Adding 4,800 officers would be "a challenge for any police structure," he said. But the new recruits will be partnered with veteran officers, and bolstered by forces from the Afghan National Army, which enjoys a more professional reputation.
"Being there with uniforms on is probably one of the best deterrents," said Col. Gordon Moore of the Virgin Islands National Guard and a commander of mentors in one of Kabul’s police regions. "If you flood the city with police, the bad guys are less free to move around."
The first 640 new Kabul police recruits are now in the accelerated program, learning to shoot, make arrests, keep the peace and understand policing ethics.

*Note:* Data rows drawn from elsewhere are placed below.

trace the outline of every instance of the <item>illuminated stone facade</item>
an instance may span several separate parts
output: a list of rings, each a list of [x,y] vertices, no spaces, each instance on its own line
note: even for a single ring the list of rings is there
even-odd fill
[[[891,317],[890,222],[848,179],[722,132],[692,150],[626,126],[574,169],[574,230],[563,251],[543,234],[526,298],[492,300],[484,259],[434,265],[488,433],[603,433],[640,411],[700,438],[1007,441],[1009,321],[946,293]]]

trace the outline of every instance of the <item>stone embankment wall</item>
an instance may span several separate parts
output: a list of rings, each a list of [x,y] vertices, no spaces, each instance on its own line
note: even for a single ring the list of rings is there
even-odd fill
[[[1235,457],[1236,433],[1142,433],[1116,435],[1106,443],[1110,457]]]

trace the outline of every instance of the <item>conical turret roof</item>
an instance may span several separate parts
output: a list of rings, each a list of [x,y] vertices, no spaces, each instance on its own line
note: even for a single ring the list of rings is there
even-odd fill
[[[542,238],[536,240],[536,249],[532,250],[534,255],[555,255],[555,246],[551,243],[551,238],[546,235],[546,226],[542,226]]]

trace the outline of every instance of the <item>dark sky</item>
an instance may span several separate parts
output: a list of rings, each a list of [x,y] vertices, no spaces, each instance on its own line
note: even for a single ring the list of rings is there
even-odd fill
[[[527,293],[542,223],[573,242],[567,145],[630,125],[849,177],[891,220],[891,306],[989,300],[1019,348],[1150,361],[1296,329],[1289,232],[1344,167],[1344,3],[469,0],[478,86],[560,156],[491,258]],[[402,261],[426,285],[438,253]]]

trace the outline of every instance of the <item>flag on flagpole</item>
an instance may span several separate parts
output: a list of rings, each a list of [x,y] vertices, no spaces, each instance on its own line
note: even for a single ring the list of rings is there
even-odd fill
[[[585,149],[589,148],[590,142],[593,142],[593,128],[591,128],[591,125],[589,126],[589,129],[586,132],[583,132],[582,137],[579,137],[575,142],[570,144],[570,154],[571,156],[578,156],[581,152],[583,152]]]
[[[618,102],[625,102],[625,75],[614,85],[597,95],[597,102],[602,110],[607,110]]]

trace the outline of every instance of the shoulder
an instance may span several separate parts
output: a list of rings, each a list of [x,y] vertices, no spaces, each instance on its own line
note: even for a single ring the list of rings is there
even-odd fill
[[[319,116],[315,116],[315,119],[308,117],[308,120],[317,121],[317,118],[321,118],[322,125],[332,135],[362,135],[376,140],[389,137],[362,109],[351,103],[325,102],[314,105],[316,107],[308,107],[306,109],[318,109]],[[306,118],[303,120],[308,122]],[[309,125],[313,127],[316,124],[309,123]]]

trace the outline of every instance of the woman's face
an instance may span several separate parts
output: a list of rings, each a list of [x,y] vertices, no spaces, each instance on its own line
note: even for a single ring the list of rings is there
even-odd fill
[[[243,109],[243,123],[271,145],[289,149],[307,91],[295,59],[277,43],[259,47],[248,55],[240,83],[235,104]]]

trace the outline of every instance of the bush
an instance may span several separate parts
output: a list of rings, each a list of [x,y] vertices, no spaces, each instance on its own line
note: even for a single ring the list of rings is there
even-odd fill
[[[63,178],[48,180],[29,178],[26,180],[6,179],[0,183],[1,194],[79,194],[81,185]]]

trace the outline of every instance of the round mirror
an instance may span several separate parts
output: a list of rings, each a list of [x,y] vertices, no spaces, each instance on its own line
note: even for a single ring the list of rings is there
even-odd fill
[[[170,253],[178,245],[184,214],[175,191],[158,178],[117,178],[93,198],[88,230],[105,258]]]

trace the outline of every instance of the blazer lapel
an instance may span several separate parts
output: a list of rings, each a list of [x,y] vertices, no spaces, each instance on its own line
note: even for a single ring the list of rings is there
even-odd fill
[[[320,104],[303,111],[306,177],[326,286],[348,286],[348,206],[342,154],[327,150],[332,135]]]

At Fire Station 3 in Kabul this week, mentors simulated a suspicious vehicle stop. Recruits spread out and pointed their rifles at the pickup, while others pulled the driver and passengers from the truck. Inside, they found a bomb, and everyone backed up.
It was a simple drill, but drove home how close to the front lines these city-based police officers often find themselves.
"It works. You can see it," said 1st Lt. Bryan Addington of the 33rd Infantry Brigade Combat Team out of Illinois.
Part of the rush up to the elections stems from the fact that the mentoring teams, which also include servicemembers from other branches and countries, have themselves been short-staffed. As a result, Task Force Phoenix focused in recent years on mentoring the Afghan National Army, which already had a basic structure in place and was directly battling the Taliban and other insurgents.
Efforts to build up Afghanistan’s less developed national police were placed on a back burner and are only now coming to fruition. So, in addition to needing more police on the streets, more mentors were needed to help give them the tools they require to be effective.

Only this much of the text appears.